One thing I believe now that I did not believe in the past is that no matter how long an alcoholic stays off alcohol his disease will continue to progress. I have lost count of friends with 20 sometimes 30 years of sobriety who went through a divorce or something and drank themselves to death with in a few months. Alcoholism is nothing to play with. My SO has struggled with it her entire life.

If alcohol never caused you any problems (you could stop when needed), why did you feel the need to attend AA?

It was causing me a lot of problems. I got into a habit of drinking and partying very young and didn’t let go of it until I was 40 years old. I never had a dui or lost a job but I was having severe domestic problems, getting into fights, driving way over the legal limit even if I didn’t get caught. Spending money in bars the family could have better used at home. I was pretty much a functioning bum. My entire world changed dramaticaly for the better shortly after I quit.

  I drank over a lot of issues that I could easily fix, once I fixed those issues the need to drin seem to go away. By definition you could say I was alcoholic. But I was able to push a drink away when I started getting too drunk, most of the alcoholics I know just keep on drinking. Procrastination and low self esteem were my triggers.

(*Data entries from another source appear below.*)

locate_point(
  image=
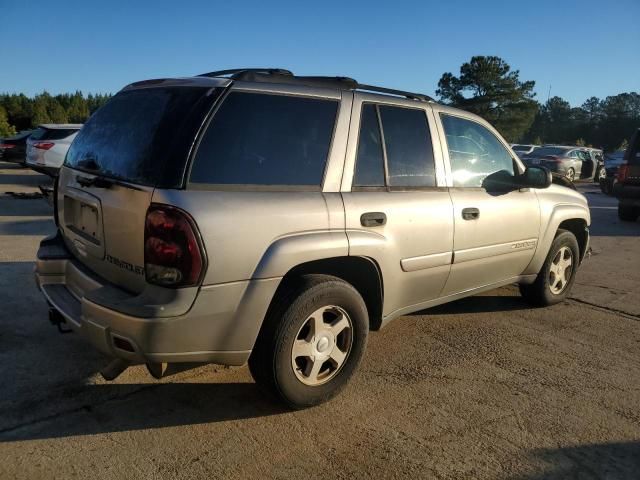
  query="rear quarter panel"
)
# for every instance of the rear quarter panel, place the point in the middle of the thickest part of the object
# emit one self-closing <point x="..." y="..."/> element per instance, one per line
<point x="257" y="235"/>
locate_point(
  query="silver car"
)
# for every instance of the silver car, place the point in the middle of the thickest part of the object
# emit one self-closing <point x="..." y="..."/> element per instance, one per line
<point x="48" y="144"/>
<point x="257" y="216"/>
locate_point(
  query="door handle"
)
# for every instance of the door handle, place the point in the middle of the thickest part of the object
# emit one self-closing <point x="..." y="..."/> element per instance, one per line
<point x="470" y="213"/>
<point x="373" y="219"/>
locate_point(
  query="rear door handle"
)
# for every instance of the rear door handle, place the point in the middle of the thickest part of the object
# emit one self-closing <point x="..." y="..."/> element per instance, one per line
<point x="373" y="219"/>
<point x="470" y="213"/>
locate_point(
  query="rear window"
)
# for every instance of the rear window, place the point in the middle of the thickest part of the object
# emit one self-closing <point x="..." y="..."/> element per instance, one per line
<point x="43" y="133"/>
<point x="266" y="140"/>
<point x="543" y="151"/>
<point x="142" y="136"/>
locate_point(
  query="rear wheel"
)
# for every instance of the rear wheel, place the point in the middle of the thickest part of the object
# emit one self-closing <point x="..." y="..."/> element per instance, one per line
<point x="555" y="279"/>
<point x="628" y="213"/>
<point x="312" y="341"/>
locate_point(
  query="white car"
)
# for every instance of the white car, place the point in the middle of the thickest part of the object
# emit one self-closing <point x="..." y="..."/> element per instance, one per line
<point x="48" y="145"/>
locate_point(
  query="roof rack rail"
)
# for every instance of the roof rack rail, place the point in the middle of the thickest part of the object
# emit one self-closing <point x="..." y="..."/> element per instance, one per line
<point x="280" y="75"/>
<point x="238" y="71"/>
<point x="391" y="91"/>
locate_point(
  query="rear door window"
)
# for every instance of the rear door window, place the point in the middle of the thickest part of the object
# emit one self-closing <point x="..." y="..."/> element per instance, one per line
<point x="408" y="144"/>
<point x="407" y="152"/>
<point x="142" y="135"/>
<point x="266" y="140"/>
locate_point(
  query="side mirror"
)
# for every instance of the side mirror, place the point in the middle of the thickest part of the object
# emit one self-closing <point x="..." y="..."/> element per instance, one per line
<point x="536" y="177"/>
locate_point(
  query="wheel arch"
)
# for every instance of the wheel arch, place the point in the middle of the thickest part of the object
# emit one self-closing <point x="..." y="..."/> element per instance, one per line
<point x="571" y="217"/>
<point x="363" y="273"/>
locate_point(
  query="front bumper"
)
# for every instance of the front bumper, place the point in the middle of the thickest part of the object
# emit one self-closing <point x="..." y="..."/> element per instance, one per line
<point x="212" y="324"/>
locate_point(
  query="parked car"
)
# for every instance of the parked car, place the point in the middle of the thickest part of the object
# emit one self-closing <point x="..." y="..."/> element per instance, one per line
<point x="253" y="215"/>
<point x="611" y="163"/>
<point x="594" y="164"/>
<point x="627" y="183"/>
<point x="567" y="161"/>
<point x="48" y="145"/>
<point x="521" y="149"/>
<point x="13" y="149"/>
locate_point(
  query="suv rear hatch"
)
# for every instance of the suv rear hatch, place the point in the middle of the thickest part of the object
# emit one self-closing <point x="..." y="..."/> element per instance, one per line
<point x="141" y="139"/>
<point x="629" y="171"/>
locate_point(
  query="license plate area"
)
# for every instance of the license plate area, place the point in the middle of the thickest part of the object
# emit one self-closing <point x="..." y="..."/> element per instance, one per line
<point x="83" y="222"/>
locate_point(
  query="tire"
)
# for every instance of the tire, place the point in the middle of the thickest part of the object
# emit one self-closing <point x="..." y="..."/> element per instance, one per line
<point x="291" y="324"/>
<point x="543" y="292"/>
<point x="628" y="213"/>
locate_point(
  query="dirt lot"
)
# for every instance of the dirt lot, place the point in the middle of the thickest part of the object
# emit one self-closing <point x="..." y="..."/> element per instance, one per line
<point x="481" y="388"/>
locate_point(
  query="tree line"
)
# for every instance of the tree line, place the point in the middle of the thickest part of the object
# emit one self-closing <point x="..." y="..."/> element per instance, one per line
<point x="489" y="87"/>
<point x="19" y="112"/>
<point x="486" y="86"/>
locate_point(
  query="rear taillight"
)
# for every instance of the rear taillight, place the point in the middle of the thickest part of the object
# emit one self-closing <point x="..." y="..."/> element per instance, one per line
<point x="623" y="172"/>
<point x="173" y="254"/>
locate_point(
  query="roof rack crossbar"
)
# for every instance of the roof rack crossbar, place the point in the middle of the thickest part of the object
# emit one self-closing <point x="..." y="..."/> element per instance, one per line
<point x="236" y="71"/>
<point x="391" y="91"/>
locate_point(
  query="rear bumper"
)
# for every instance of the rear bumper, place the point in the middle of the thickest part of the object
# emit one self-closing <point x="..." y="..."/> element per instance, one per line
<point x="216" y="324"/>
<point x="47" y="170"/>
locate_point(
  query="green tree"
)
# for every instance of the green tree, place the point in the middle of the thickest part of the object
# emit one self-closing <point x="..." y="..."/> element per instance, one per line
<point x="6" y="130"/>
<point x="488" y="87"/>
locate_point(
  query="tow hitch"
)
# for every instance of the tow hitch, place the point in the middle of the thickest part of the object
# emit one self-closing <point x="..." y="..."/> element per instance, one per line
<point x="56" y="318"/>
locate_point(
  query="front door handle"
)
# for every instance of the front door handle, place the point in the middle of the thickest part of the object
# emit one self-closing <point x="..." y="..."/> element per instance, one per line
<point x="470" y="213"/>
<point x="373" y="219"/>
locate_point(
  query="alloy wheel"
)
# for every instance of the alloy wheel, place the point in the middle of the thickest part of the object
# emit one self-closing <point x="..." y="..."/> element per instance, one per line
<point x="560" y="270"/>
<point x="322" y="345"/>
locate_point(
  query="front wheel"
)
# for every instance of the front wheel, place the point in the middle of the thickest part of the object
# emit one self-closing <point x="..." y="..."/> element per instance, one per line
<point x="555" y="279"/>
<point x="312" y="341"/>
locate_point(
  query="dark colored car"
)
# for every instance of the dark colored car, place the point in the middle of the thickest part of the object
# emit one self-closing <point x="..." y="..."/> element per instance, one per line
<point x="595" y="164"/>
<point x="14" y="149"/>
<point x="567" y="161"/>
<point x="627" y="184"/>
<point x="611" y="163"/>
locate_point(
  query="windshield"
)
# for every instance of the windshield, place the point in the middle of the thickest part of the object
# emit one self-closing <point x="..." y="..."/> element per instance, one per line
<point x="544" y="151"/>
<point x="142" y="136"/>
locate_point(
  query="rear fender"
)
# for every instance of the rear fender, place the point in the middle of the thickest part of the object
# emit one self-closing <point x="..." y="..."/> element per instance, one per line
<point x="287" y="252"/>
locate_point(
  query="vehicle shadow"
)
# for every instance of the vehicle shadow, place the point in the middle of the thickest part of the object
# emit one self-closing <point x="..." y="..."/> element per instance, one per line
<point x="24" y="179"/>
<point x="28" y="227"/>
<point x="24" y="207"/>
<point x="618" y="461"/>
<point x="130" y="407"/>
<point x="478" y="304"/>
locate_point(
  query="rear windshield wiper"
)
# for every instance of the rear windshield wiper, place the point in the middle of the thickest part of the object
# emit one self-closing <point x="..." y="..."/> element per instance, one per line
<point x="98" y="182"/>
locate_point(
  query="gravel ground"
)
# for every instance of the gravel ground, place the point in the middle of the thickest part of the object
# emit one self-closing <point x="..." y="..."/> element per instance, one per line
<point x="481" y="388"/>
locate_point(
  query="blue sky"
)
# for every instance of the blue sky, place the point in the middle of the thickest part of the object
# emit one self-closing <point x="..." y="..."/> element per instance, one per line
<point x="580" y="48"/>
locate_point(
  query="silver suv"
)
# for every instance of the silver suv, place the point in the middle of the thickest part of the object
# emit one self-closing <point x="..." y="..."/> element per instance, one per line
<point x="254" y="215"/>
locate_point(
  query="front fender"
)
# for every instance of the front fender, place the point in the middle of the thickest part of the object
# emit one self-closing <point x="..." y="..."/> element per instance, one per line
<point x="552" y="219"/>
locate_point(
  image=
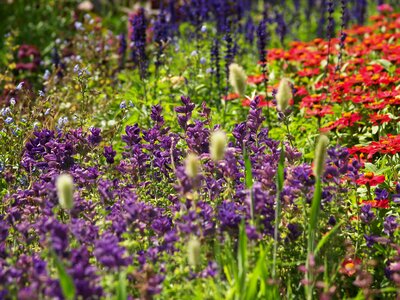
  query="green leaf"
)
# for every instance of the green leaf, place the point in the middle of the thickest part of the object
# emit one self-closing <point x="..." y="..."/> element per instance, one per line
<point x="242" y="258"/>
<point x="66" y="282"/>
<point x="121" y="291"/>
<point x="248" y="171"/>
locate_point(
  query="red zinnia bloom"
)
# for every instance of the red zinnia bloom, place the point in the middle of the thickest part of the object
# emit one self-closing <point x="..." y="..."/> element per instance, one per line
<point x="263" y="102"/>
<point x="371" y="179"/>
<point x="379" y="119"/>
<point x="349" y="266"/>
<point x="319" y="111"/>
<point x="255" y="79"/>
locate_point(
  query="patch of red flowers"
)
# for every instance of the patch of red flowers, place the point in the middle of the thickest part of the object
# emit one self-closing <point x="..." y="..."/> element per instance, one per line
<point x="386" y="145"/>
<point x="377" y="203"/>
<point x="370" y="179"/>
<point x="347" y="120"/>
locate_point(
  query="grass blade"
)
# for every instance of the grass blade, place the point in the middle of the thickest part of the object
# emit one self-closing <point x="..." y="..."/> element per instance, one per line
<point x="66" y="282"/>
<point x="279" y="186"/>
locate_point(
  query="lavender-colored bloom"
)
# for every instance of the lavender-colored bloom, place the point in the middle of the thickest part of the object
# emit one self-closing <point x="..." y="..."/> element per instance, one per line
<point x="370" y="240"/>
<point x="94" y="138"/>
<point x="294" y="231"/>
<point x="184" y="112"/>
<point x="381" y="194"/>
<point x="109" y="154"/>
<point x="396" y="197"/>
<point x="390" y="225"/>
<point x="250" y="29"/>
<point x="360" y="10"/>
<point x="215" y="60"/>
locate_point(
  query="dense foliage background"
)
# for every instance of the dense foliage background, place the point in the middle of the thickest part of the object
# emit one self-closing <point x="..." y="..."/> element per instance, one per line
<point x="212" y="149"/>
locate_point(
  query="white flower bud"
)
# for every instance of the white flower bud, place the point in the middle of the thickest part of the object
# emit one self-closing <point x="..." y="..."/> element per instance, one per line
<point x="218" y="144"/>
<point x="283" y="95"/>
<point x="237" y="78"/>
<point x="194" y="248"/>
<point x="65" y="191"/>
<point x="320" y="155"/>
<point x="192" y="165"/>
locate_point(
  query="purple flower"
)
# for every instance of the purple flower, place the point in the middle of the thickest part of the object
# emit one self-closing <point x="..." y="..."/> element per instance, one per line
<point x="108" y="252"/>
<point x="366" y="214"/>
<point x="228" y="215"/>
<point x="390" y="225"/>
<point x="109" y="154"/>
<point x="95" y="137"/>
<point x="86" y="282"/>
<point x="381" y="194"/>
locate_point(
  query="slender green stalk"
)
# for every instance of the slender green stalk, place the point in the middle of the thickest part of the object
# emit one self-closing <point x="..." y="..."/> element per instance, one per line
<point x="278" y="207"/>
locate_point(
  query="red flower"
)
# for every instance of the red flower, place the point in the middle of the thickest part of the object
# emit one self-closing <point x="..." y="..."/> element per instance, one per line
<point x="319" y="111"/>
<point x="371" y="179"/>
<point x="347" y="120"/>
<point x="255" y="79"/>
<point x="377" y="203"/>
<point x="349" y="266"/>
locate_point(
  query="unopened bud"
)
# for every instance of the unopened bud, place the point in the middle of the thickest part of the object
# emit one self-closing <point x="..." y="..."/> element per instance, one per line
<point x="192" y="165"/>
<point x="218" y="144"/>
<point x="283" y="95"/>
<point x="65" y="191"/>
<point x="237" y="78"/>
<point x="320" y="155"/>
<point x="194" y="248"/>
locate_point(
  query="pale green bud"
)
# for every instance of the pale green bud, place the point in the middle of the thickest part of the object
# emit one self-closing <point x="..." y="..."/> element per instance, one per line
<point x="237" y="78"/>
<point x="65" y="191"/>
<point x="320" y="155"/>
<point x="218" y="144"/>
<point x="194" y="248"/>
<point x="283" y="95"/>
<point x="192" y="165"/>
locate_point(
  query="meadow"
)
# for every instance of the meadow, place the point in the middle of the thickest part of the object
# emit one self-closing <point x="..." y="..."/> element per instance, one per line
<point x="200" y="149"/>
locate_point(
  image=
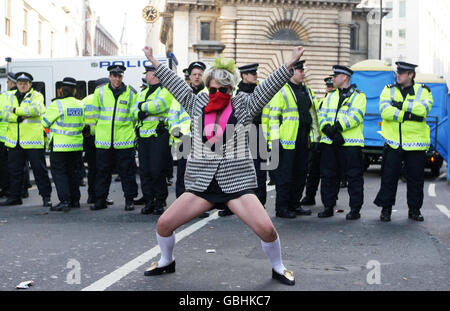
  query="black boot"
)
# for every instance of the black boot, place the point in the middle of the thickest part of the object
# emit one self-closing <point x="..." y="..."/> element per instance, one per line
<point x="353" y="214"/>
<point x="285" y="213"/>
<point x="61" y="207"/>
<point x="148" y="208"/>
<point x="385" y="215"/>
<point x="129" y="205"/>
<point x="46" y="202"/>
<point x="327" y="212"/>
<point x="415" y="214"/>
<point x="308" y="201"/>
<point x="140" y="201"/>
<point x="159" y="208"/>
<point x="11" y="202"/>
<point x="99" y="204"/>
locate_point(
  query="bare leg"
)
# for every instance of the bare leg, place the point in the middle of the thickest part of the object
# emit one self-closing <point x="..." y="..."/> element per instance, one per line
<point x="187" y="207"/>
<point x="250" y="210"/>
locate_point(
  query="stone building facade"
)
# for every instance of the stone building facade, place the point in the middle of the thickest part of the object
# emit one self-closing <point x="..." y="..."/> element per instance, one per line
<point x="263" y="31"/>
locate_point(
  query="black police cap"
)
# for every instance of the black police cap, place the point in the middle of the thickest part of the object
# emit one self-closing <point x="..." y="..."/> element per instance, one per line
<point x="24" y="76"/>
<point x="193" y="65"/>
<point x="403" y="67"/>
<point x="117" y="69"/>
<point x="338" y="69"/>
<point x="69" y="82"/>
<point x="248" y="68"/>
<point x="300" y="65"/>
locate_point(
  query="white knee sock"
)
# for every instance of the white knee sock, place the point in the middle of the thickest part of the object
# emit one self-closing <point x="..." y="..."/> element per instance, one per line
<point x="166" y="245"/>
<point x="273" y="251"/>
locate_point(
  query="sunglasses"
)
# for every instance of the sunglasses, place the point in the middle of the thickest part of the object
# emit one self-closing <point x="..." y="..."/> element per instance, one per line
<point x="213" y="90"/>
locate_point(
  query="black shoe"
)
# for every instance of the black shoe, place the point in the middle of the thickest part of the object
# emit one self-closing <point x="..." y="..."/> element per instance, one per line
<point x="46" y="202"/>
<point x="129" y="205"/>
<point x="415" y="215"/>
<point x="148" y="208"/>
<point x="100" y="204"/>
<point x="308" y="201"/>
<point x="140" y="201"/>
<point x="286" y="278"/>
<point x="75" y="204"/>
<point x="353" y="215"/>
<point x="302" y="212"/>
<point x="11" y="202"/>
<point x="91" y="200"/>
<point x="204" y="215"/>
<point x="61" y="207"/>
<point x="286" y="214"/>
<point x="225" y="212"/>
<point x="25" y="194"/>
<point x="385" y="215"/>
<point x="327" y="212"/>
<point x="155" y="270"/>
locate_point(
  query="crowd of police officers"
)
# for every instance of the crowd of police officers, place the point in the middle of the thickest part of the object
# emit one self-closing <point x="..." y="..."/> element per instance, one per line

Sorry, I have absolutely no experience with sobriety.

I do think I am still clean. I was talking to a friend that quit smoking on New Years and when he said it’d been six weeks, it made me think of my own timeline. It’s either just over 200 days or about three weeks and I definitely consider myself sober since I didn’t even get a buzz off the beer. I was just curious about others’ viewpoints.

I don’t have any experience with AA, or alcoholism, but I agree with Tim R. Mortiss that sobriety refers to your current state not your recent history. For that I would use a term like maybe ‘abstinent’ and I’d say you have been abstinent since January.

On a slightly different topic, ‘didn’t get a buzz’ seems like a criterion that is wide open to abuse. How much do you have to drink before you are ‘buzzed’?

The definition doesn’t matter to me. I’ve never had a problem with drinking. When I get a bit of a buzz I usually forget to keep drinking. I’ve never been drunk enough to pass out unexpectedly or forget what happened. Not too long ago I drank a lot at a NYE party, yet remained remarkably lucid and didn’t feel how I normally feel when drunk. But I knew I was smashed and didn’t object when my wife drove home. Sitting at a stoplight, I asked her if there were two stoplights or 4. She said two, and I said I figured that, but I counted 4. I could tell that I couldn’t get my eyes to coordinate, despite being in good focus. And I could tell I was slurring my speech. I think that’s the drunkest I’ve ever been.

I had a housemate who was an alcoholic who could have occasional drinks but knew his limit (which IIRC was two beers.) I understand that’s rare. I’ve known more alcoholics who had to swear off completely.